I was able to show that $S$ is Noetherian, because of Hilbert's Basis Theorem.
Further with few substitutions, I was also able to show that $S \cong \mathbb{C}[u,\frac{1}{u}]$ and hence it being a localisation of the principal ideal domain $\mathbb{C}[x]$. It is also a PID. Hence it is integrally closed.
Now I want to prove that every nonzero prime Ideal of $S \cong \mathbb{C}[u,\frac{1}{u}]$ is maximal. I thought I will use going up theorem, but it looks like $ \mathbb{C}[u,\frac{1}{u}]$ is not integral over $\mathbb{C}[u]$. I particular the element $\frac{1}{u}$ is not integral. Hence I cannot proceed further. Can anyone help me how to solve this problem?
You already showed that $S$ is a PID. But then it already follows that every non-zero prime ideal is maximal (in some sense this is a very characteristic property of PIDs; for example a UFD where this holds is already a PID)!

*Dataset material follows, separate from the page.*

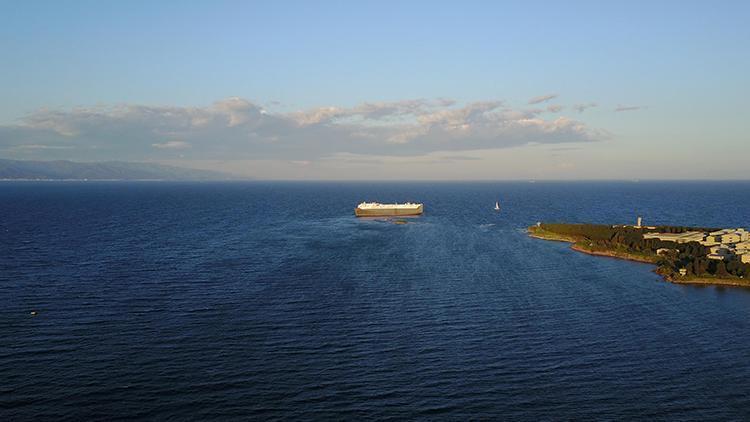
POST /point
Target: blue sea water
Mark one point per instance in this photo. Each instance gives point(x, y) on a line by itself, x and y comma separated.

To see this, take some non-zero prime ideal $\mathfrak p<S$. Since $S$ is a PID we find a prime element $p\in S\setminus\{0\}$ such that $\mathfrak p=\langle p\rangle$. Now, take some ideal $I$ such that $\mathfrak p\subseteq I\subseteq S$. We find $x\in S$ such that $I=\langle x\rangle$ again since $S$ is a PID. Now $p=xy$ for some $y\in S$. This means that $x\mid p$ and $y\mid p$. But $p$ is a prime element implying that $p\mid x$ or $p\mid y$. Hence either $y$ is a unit or $x$ is. But this means that either $\mathfrak p=I$ or $R=I$. Thus, we have shown that $\mathfrak p$ is maximal.